Observation: Norma Ballot was fishing this spring and caught a broad whitefish that had a growth or as she described 'blood clot' on its dorsal fin. Other fish were also caught with a similar condition in Selawik. This is an important issue as river conditions are changing in the Selawik River and we are concerned about the health and safety of our fish. Susan Clark, for Norma Anallaq Ballot.

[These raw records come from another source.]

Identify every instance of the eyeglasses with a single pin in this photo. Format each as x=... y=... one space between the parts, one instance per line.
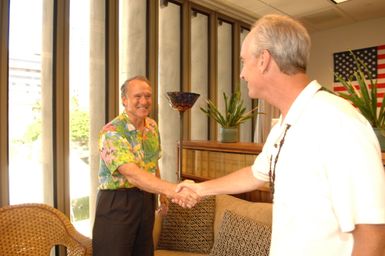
x=271 y=167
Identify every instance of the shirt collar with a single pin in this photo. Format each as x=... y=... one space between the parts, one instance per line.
x=299 y=104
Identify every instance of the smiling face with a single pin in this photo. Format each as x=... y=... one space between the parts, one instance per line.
x=138 y=100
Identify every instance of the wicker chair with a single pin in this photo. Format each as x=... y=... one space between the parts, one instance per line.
x=33 y=229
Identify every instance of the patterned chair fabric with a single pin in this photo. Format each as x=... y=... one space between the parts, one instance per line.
x=33 y=229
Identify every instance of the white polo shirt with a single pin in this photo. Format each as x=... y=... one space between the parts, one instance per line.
x=329 y=176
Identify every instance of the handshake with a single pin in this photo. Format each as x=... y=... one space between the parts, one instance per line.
x=186 y=194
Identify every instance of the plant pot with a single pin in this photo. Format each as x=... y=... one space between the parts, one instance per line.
x=228 y=135
x=380 y=133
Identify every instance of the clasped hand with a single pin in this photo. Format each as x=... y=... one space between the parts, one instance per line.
x=186 y=195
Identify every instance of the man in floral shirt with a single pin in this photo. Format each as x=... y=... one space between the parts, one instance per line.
x=129 y=176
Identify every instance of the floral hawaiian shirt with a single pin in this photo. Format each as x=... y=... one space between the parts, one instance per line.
x=121 y=143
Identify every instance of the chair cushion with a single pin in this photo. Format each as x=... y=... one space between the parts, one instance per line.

Alaska Department of Fish and Game Consult: Dr. Ted Meyers, Fish Pathologist writes, "This whitefish has a black growth associated with the dorsal fin- probably a neoplasm (cancer). The black color suggests a melanoma originating from cells (melanophores) normally found in the skin or fin that contains black melanin pigment. The hemorrhaging on the anterior of the fish is likely from trauma, especially if the fish was caught in a net. Take a look at our field guide regarding neoplasms in fish. A diagnosis from only a photo has its limitations. If more affected fish are caught, a fresh/unfrozen fish should be submitted on gel ice to our Anchorage fish pathology lab for a complete examination to more accurately diagnose the lesion." Pathology Laboratory: Phone: (907) 465-3577. Alaska Department of Fish & Game Pathology Section Division of Commercial Fisheries, P.O. Box 25526 Juneau, AK 99802-5526-Ted Meyers
LEO says: according to the ADF&G Field Guide, a number of factors can contribute to cancer in fish including viruses, environmental chemicals, repeated physical trauma, age, sex, genetics, and health of the fish's immune system. Although the growth looks scary it does not pose a human health risk. Cancer like this in fish is usually a rare event effecting only one fish in several thousand. If it is occurring more frequently than the question is whether some kind of environmental condition is harming the fish and whether it poses a risk to people. LEO Network recommends continued monitoring of the fish harvest in Selawik.